As a puppy, I got her this cat toy game from walmart and removed the bells (would be eaten in a second flat) and the catnip from the hidden velcro pouch (sometimes a treat goes there for tracking) and stuck the plastic attaching "pin" through the skin of the bird and she will play this game forEVER:
http://www.walmart.com/ip/Hartz-Angry-Birds-Wand-Cat-Toy-1ct-Cats/17246749#rr

So for Christmas she's getting this! because she's really outgrown the cat toy. Big girl version!
http://www.bestdogkennel.com/animal_lure_flirt_pole

There's instructions how to build your own here:
http://www.ehow.com/how_4895957_build-flirt-pole.html


----------



## finch

We have 3 tough chewers in this house (2 labs and a Vizsla mix), so West Paw Design toys are the only ones we resort to now (and a couple black kongs). We have all their indestructible Zogoflex toys but the Hurley seems to be the favorite for playing together: http://www.westpawdesign.com/catalo...riendly-dog-toys/eco-friendly-products/hurley The V loves the Huck ball (http://www.westpawdesign.com/catalog/dogs/dog-toys/eco-friendly-dog-toys/eco-friendly-products/huck) when we play fetch outside.

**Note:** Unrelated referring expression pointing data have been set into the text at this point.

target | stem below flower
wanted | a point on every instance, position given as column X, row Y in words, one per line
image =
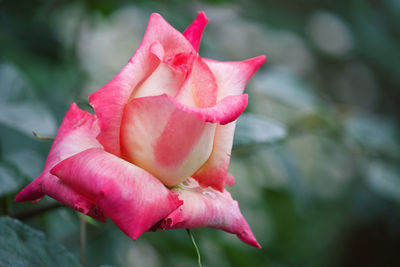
column 83, row 239
column 195, row 246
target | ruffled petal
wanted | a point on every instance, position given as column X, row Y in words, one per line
column 132, row 198
column 206, row 207
column 231, row 78
column 181, row 137
column 109, row 101
column 195, row 30
column 200, row 88
column 77, row 132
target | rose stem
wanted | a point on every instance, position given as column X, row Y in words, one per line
column 195, row 246
column 33, row 212
column 83, row 239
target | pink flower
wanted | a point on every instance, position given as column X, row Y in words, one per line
column 156, row 153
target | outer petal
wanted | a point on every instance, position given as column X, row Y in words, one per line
column 206, row 207
column 231, row 78
column 109, row 101
column 181, row 137
column 77, row 132
column 130, row 196
column 195, row 30
column 200, row 88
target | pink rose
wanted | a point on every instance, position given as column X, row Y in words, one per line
column 156, row 153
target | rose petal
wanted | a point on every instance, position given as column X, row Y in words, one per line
column 130, row 196
column 200, row 88
column 195, row 30
column 181, row 137
column 206, row 207
column 109, row 101
column 77, row 132
column 231, row 78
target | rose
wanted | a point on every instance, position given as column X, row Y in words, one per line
column 156, row 153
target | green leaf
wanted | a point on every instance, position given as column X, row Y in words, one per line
column 21, row 245
column 26, row 117
column 384, row 179
column 255, row 129
column 9, row 180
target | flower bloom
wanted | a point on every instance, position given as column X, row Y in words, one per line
column 155, row 154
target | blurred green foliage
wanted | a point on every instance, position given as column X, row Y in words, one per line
column 316, row 157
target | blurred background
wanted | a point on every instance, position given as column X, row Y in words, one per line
column 316, row 154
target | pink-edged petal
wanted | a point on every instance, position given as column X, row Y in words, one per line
column 200, row 88
column 160, row 39
column 195, row 30
column 231, row 78
column 77, row 132
column 132, row 198
column 160, row 137
column 206, row 207
column 181, row 136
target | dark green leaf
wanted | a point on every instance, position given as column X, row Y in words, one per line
column 21, row 245
column 254, row 129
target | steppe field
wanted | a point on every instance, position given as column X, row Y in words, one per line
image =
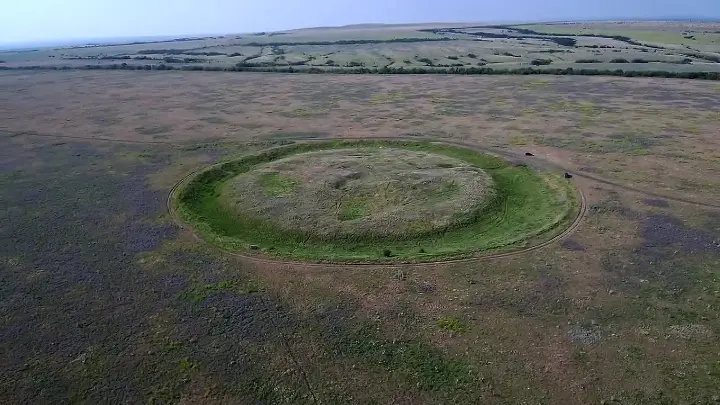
column 108, row 295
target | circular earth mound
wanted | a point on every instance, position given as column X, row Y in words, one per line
column 361, row 193
column 374, row 201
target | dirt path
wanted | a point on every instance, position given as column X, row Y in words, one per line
column 575, row 224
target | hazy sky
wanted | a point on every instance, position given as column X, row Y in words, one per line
column 40, row 20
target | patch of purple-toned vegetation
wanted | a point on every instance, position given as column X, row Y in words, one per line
column 667, row 231
column 656, row 202
column 73, row 228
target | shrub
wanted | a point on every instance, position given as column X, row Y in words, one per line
column 451, row 324
column 539, row 62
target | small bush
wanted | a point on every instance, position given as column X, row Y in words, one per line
column 540, row 62
column 451, row 324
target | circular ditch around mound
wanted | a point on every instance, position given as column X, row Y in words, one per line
column 374, row 201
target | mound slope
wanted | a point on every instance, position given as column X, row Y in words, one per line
column 374, row 201
column 362, row 193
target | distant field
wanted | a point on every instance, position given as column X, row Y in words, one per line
column 669, row 49
column 104, row 299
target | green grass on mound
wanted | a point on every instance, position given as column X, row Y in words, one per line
column 526, row 208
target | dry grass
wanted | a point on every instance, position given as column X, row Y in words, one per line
column 362, row 193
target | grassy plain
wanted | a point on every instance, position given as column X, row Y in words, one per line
column 104, row 300
column 525, row 207
column 629, row 46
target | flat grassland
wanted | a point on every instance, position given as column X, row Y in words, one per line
column 104, row 299
column 603, row 46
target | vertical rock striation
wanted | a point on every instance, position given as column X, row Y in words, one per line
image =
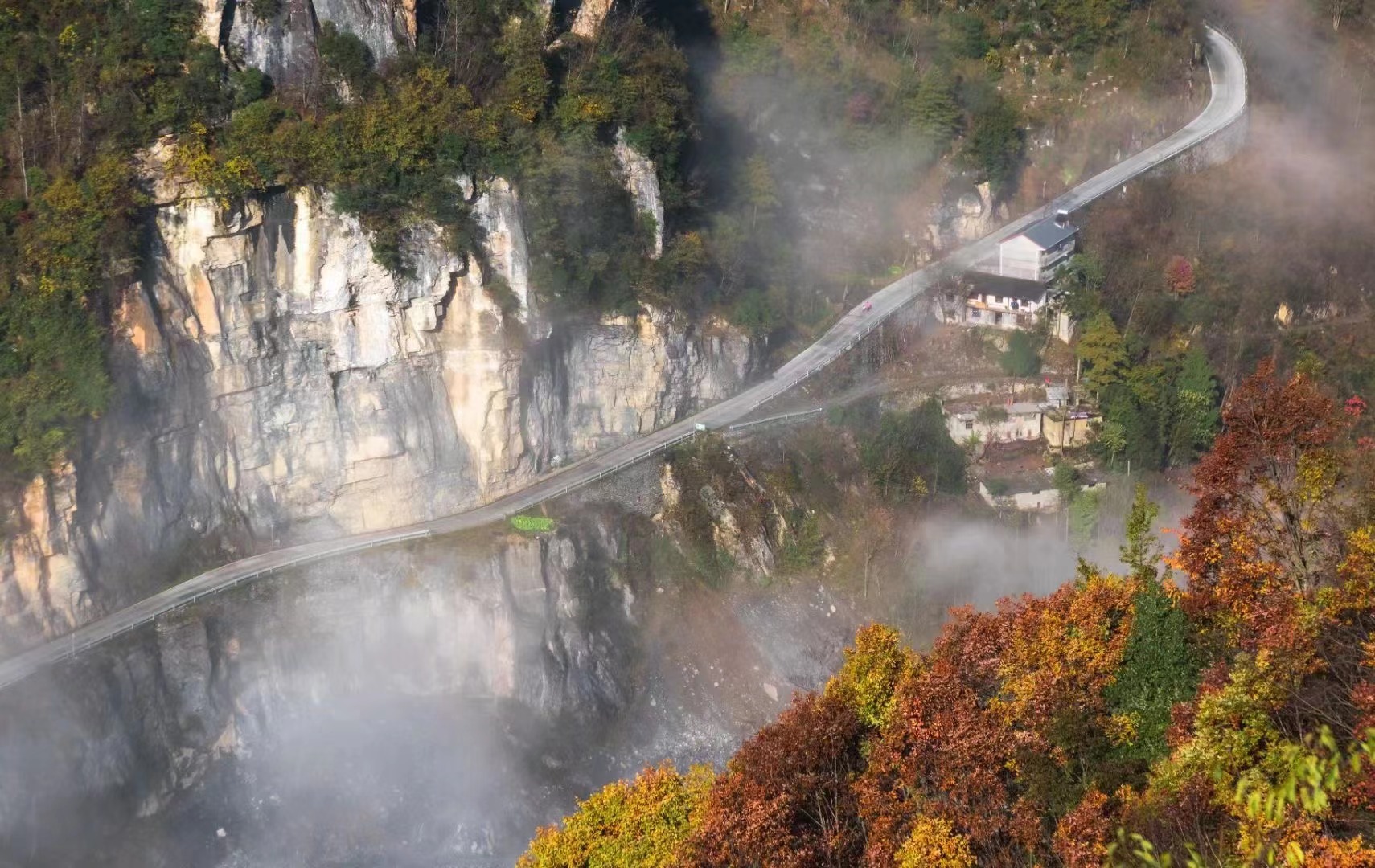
column 642, row 183
column 275, row 382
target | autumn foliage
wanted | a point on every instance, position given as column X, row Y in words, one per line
column 1217, row 714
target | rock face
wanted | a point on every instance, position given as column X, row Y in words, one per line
column 282, row 44
column 281, row 679
column 590, row 17
column 966, row 216
column 642, row 183
column 275, row 382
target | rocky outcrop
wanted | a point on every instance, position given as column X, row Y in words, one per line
column 275, row 383
column 412, row 705
column 966, row 216
column 282, row 43
column 536, row 625
column 642, row 183
column 590, row 17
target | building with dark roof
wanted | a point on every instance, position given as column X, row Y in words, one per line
column 1038, row 252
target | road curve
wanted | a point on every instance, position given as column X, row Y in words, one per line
column 1225, row 106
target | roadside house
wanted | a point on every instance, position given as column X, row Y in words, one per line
column 1041, row 250
column 1015, row 292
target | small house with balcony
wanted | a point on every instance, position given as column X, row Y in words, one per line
column 1014, row 290
column 1040, row 250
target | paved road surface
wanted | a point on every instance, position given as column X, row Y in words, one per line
column 1225, row 104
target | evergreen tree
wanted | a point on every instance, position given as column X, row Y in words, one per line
column 935, row 112
column 1142, row 550
column 1195, row 408
column 995, row 145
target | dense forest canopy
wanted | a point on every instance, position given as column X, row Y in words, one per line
column 1212, row 713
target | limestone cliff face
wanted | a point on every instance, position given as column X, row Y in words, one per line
column 274, row 382
column 590, row 17
column 536, row 631
column 284, row 44
column 964, row 216
column 642, row 183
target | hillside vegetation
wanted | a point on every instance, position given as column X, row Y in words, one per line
column 94, row 83
column 1218, row 712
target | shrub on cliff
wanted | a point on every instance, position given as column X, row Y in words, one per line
column 1118, row 720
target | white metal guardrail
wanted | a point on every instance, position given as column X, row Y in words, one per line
column 178, row 596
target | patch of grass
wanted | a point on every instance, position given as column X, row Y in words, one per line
column 534, row 523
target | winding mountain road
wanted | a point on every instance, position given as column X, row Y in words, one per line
column 1227, row 106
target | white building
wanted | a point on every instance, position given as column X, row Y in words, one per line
column 995, row 424
column 1041, row 250
column 1015, row 292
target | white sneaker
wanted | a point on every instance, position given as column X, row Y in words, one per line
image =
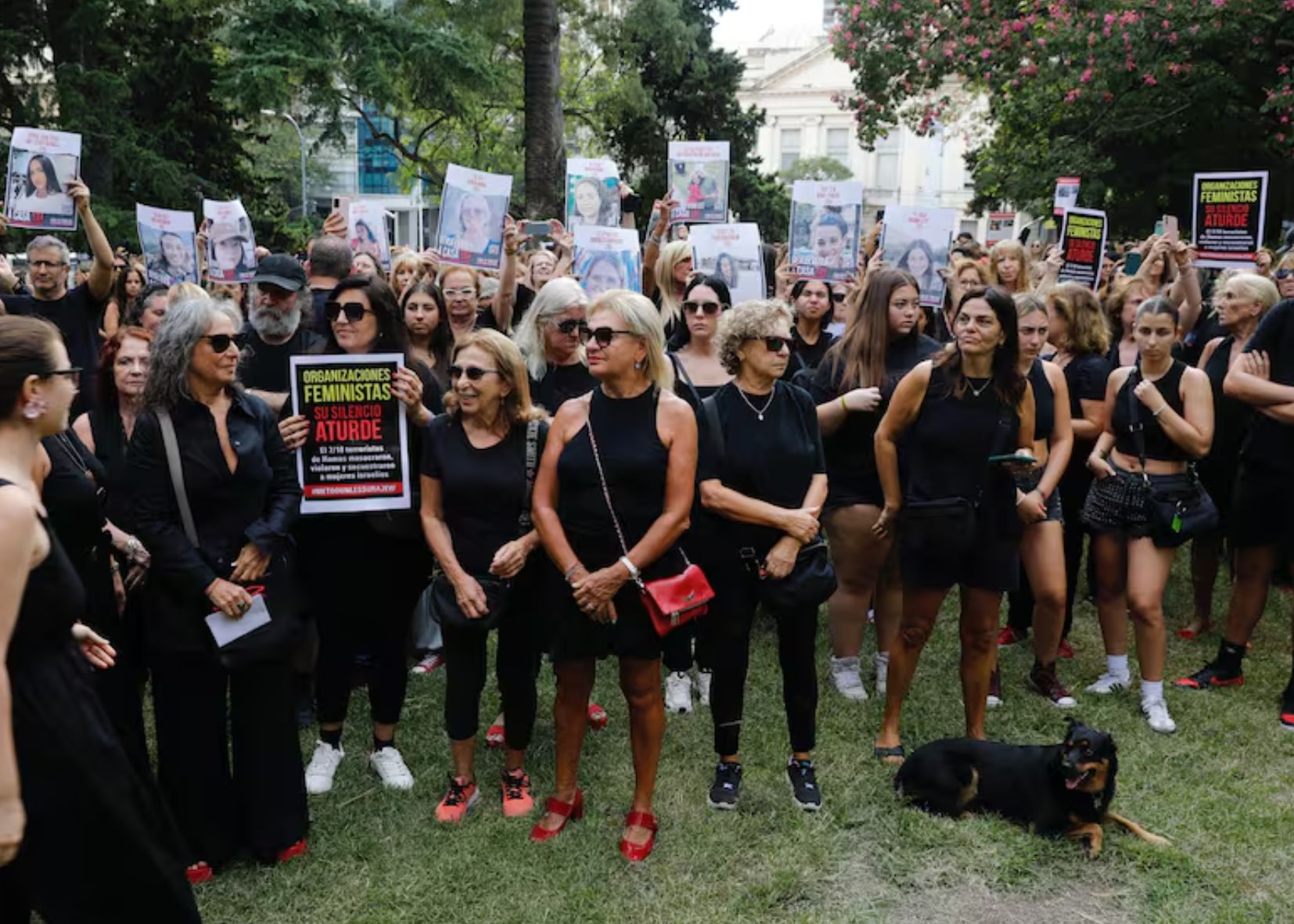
column 849, row 682
column 322, row 767
column 391, row 769
column 703, row 686
column 1108, row 684
column 1157, row 714
column 678, row 692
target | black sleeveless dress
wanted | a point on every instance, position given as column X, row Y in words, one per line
column 100, row 844
column 634, row 461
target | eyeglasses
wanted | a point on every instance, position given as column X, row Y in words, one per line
column 708, row 307
column 221, row 342
column 603, row 336
column 473, row 373
column 354, row 311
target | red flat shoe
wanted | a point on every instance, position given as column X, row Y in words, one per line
column 635, row 853
column 570, row 811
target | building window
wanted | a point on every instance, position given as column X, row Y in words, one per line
column 789, row 148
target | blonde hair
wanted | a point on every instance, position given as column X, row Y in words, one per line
column 747, row 322
column 670, row 255
column 510, row 368
column 642, row 320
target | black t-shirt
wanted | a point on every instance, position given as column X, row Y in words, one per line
column 77, row 318
column 268, row 366
column 482, row 491
column 1271, row 443
column 771, row 460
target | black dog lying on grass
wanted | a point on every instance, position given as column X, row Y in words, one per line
column 1055, row 789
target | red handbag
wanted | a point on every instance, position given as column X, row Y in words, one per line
column 669, row 601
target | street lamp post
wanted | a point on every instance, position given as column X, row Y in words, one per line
column 302, row 136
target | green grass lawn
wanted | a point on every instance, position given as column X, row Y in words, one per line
column 1220, row 789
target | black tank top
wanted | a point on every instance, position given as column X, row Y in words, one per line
column 1159, row 445
column 52, row 602
column 1044, row 401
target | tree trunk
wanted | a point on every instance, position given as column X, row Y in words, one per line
column 545, row 148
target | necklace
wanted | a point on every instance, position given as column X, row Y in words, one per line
column 759, row 412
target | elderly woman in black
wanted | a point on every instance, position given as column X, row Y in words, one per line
column 642, row 460
column 959, row 509
column 765, row 476
column 239, row 483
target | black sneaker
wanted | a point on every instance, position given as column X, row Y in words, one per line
column 803, row 785
column 726, row 787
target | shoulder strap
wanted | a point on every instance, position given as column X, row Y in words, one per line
column 172, row 461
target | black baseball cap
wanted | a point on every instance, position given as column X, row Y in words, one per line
column 282, row 271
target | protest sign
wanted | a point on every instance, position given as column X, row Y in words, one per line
column 698, row 178
column 593, row 193
column 1066, row 194
column 732, row 254
column 1082, row 245
column 918, row 239
column 231, row 243
column 355, row 456
column 607, row 257
column 366, row 228
column 41, row 164
column 170, row 243
column 825, row 227
column 473, row 211
column 1227, row 217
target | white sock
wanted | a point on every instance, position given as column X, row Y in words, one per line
column 1117, row 666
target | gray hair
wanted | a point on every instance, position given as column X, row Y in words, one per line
column 557, row 297
column 49, row 241
column 172, row 348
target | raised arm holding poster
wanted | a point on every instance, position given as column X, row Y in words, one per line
column 168, row 243
column 473, row 213
column 699, row 179
column 231, row 245
column 354, row 458
column 1082, row 245
column 41, row 164
column 1227, row 217
column 607, row 257
column 918, row 239
column 593, row 193
column 732, row 254
column 825, row 227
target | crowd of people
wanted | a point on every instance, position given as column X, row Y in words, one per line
column 588, row 467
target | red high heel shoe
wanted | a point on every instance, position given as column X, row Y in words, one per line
column 635, row 853
column 570, row 811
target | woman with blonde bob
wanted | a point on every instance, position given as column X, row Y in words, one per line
column 631, row 444
column 475, row 516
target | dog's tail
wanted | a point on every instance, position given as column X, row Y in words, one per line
column 1137, row 830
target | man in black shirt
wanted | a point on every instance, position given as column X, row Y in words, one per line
column 277, row 328
column 75, row 312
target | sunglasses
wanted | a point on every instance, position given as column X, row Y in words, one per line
column 473, row 373
column 354, row 312
column 221, row 342
column 706, row 307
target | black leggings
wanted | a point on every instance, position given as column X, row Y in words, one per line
column 730, row 631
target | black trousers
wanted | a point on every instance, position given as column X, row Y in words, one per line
column 731, row 619
column 205, row 717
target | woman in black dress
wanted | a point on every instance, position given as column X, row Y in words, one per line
column 646, row 445
column 83, row 807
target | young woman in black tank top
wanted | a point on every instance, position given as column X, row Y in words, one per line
column 1041, row 599
column 1174, row 409
column 646, row 444
column 954, row 415
column 1245, row 298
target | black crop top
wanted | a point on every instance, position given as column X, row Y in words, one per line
column 1159, row 444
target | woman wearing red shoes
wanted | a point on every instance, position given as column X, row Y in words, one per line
column 620, row 460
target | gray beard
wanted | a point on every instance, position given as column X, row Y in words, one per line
column 273, row 324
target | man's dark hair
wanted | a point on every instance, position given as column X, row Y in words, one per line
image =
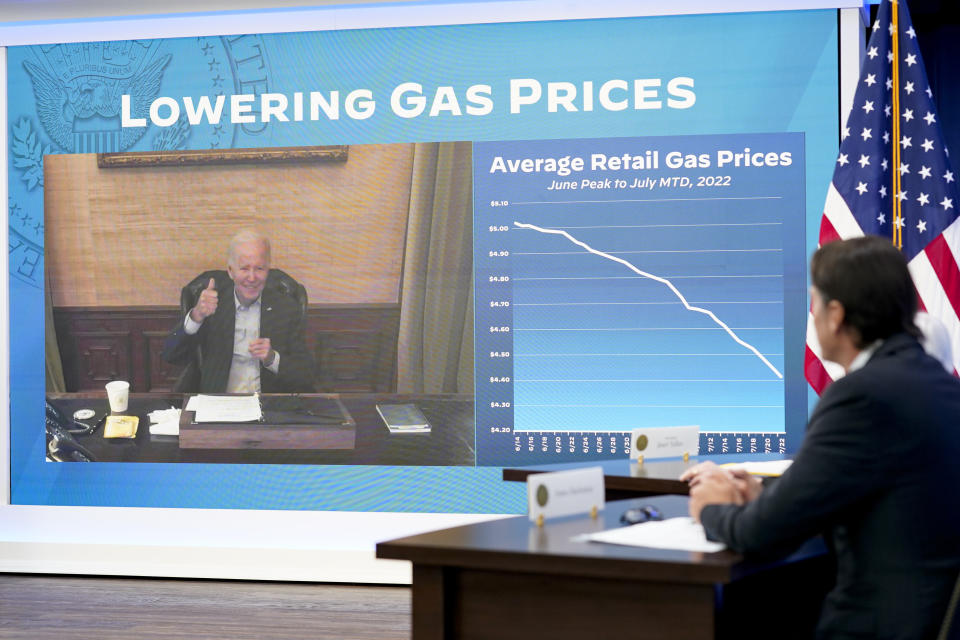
column 869, row 277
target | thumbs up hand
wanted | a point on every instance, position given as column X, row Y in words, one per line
column 206, row 304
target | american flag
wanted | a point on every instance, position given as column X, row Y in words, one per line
column 893, row 132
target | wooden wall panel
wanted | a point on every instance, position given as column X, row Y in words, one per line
column 354, row 347
column 134, row 236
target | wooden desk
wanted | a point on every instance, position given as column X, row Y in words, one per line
column 624, row 479
column 450, row 442
column 508, row 579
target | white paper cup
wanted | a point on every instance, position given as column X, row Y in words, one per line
column 118, row 392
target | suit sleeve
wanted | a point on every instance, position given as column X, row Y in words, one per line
column 179, row 346
column 836, row 467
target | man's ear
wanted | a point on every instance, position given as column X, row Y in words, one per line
column 836, row 314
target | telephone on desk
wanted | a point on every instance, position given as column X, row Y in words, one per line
column 61, row 445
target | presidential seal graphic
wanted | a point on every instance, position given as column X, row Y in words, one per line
column 78, row 88
column 542, row 495
column 642, row 442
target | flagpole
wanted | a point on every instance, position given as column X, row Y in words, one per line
column 895, row 77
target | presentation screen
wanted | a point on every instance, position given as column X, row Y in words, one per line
column 490, row 245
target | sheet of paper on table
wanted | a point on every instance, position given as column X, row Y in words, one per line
column 769, row 468
column 244, row 408
column 683, row 534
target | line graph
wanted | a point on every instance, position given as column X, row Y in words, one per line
column 598, row 311
column 664, row 281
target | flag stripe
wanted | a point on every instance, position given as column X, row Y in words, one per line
column 892, row 158
column 841, row 218
column 814, row 371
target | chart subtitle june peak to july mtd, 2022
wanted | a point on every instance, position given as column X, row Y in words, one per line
column 645, row 287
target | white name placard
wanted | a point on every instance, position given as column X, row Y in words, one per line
column 664, row 442
column 564, row 493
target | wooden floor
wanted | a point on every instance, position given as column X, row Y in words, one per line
column 40, row 607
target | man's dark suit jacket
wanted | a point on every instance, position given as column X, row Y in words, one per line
column 879, row 474
column 280, row 320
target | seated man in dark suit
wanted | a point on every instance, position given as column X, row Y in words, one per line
column 251, row 339
column 879, row 469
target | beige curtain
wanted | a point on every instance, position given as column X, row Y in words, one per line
column 435, row 347
column 55, row 380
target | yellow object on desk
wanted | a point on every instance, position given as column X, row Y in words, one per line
column 121, row 427
column 766, row 468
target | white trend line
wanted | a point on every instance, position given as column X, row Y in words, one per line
column 676, row 292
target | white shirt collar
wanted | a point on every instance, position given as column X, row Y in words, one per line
column 239, row 305
column 864, row 356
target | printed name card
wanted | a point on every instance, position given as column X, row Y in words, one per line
column 664, row 442
column 564, row 493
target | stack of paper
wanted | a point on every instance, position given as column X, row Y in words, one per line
column 403, row 418
column 769, row 468
column 165, row 422
column 683, row 534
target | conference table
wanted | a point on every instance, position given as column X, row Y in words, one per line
column 511, row 579
column 624, row 478
column 450, row 441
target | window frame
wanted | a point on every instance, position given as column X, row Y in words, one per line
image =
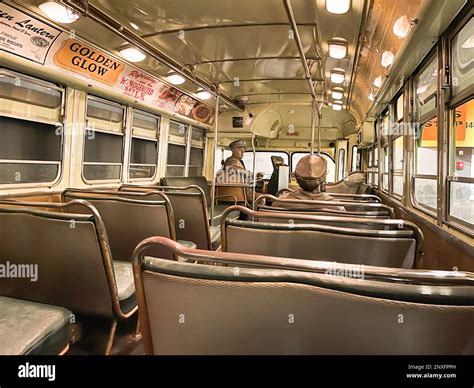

I do occasionally break down and buy ropes, but only when I find big ones at a discount store... they only last a couple days but they love them


----------



## tracker

Lui loves the chuckit http://www.chuckit.com/#/product/launchers

that along with his kong frisbee, nylabone(my favourite because it lasts forever), and the kong stuffed with peanut butter a dehydrated chicken breast. I usually stuff the kong with the chicken, then put hte peanut butter in after, it takes him way longer to get it all out becaus the peanut butter sticks all the treats to the kong.


----------